Logo Johann Wilhelm Naumann Stiftung Gleichstellungsrat veröffentlicht Bericht

Sexismus in Frankreich: „Familien fördern Stereotype“

„Traditionelle Rollenklischees“ erleben bei jungen Menschen eine Renaissance und seien ursächlich für den Anstieg an Gewalt gegen Frauen, behauptet der neue Sexismus-Bericht des Gleichstellungsrats in Frankreich.
Femen-Aktivistinnen protestieren in Paris
Foto: IMAGO/Villette Pierrick/ABACA (www.imago-images.de) | Femen-Aktivistinnen protestieren in Paris: Unabhängig vom jeweiligen Geschlecht seien Geschlechterklischees in der Gesellschaft massiv verbreitet und 2023 noch angestiegen, gerade auch in der jungen Generation, zeigt ...

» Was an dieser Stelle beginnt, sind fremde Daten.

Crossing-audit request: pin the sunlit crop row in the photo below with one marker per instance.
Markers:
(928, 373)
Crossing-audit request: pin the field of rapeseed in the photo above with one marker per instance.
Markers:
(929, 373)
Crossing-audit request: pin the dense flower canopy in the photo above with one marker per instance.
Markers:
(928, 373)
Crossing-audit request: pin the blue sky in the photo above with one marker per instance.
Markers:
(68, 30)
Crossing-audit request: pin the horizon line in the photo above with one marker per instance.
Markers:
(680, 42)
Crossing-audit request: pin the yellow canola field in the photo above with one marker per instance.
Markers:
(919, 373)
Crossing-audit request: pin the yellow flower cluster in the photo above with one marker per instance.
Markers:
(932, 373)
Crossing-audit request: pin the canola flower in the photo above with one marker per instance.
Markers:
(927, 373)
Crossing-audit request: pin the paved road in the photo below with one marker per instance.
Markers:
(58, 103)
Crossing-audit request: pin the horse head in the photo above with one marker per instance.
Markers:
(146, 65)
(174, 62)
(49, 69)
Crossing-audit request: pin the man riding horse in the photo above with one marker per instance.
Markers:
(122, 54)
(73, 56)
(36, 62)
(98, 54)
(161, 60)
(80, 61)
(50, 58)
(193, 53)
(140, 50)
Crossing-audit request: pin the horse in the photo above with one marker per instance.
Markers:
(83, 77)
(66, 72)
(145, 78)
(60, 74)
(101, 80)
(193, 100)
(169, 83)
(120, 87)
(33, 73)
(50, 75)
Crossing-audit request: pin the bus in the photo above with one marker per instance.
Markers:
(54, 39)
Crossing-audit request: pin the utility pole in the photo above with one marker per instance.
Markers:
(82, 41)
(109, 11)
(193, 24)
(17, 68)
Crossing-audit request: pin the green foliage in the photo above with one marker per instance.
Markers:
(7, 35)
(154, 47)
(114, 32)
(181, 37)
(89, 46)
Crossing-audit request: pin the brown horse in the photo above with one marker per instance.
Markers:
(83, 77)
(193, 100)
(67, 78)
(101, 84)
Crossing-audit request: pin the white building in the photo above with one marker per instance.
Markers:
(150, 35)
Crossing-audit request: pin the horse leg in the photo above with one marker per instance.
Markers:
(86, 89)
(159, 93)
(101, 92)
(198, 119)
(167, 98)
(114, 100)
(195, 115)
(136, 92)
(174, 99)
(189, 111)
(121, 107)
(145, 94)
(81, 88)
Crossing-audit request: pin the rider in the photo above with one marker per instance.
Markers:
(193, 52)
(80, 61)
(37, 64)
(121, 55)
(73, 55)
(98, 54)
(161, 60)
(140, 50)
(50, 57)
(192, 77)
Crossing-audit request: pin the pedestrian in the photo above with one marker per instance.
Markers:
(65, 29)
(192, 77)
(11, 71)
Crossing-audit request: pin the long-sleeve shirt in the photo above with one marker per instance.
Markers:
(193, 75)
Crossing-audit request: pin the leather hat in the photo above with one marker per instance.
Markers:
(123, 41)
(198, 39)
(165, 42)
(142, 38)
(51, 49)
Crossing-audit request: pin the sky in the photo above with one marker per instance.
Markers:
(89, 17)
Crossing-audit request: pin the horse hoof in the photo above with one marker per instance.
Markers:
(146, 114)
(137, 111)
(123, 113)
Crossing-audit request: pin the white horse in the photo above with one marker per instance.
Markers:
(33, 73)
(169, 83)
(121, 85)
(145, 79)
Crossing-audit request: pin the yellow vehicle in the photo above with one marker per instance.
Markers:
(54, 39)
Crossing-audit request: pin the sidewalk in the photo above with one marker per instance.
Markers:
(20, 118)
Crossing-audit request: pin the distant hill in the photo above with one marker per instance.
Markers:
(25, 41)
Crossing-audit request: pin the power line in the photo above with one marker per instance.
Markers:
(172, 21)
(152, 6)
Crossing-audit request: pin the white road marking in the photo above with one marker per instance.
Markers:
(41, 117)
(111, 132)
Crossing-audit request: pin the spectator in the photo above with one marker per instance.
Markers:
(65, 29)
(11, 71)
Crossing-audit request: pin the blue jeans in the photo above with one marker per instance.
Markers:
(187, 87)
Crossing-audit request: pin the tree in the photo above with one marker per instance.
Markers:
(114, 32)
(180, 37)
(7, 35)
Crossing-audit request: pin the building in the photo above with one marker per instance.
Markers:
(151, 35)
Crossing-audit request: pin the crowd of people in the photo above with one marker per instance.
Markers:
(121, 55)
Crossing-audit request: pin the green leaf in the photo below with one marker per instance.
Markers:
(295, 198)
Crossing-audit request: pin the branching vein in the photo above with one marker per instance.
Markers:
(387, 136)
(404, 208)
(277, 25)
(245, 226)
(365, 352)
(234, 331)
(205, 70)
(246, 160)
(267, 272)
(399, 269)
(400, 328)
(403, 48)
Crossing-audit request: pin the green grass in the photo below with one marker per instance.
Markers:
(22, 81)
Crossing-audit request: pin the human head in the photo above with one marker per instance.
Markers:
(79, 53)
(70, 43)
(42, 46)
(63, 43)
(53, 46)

„Die Franzosen tun sich schwer, sich von geschlechtsspezifischen Stereotypen zu lösen.“ Das stellt der in dieser Woche veröffentlichte jährliche Sexismus-Bericht des Hohen Rats für die Gleichstellung von Frauen und Männern in Frankreich fest. Der 25. Januar ist seit diesem Jahr nach Wunsch von Staatspräsident Emmanuel Macron der Nationale Tag zur Bekämpfung von Sexismus. Unabhängig vom jeweiligen Geschlecht seien Geschlechterklischees in der Gesellschaft massiv verbreitet und 2023 noch angestiegen, gerade auch in der jungen Generation, zeigt sich der Gleichstellungsrat alarmiert.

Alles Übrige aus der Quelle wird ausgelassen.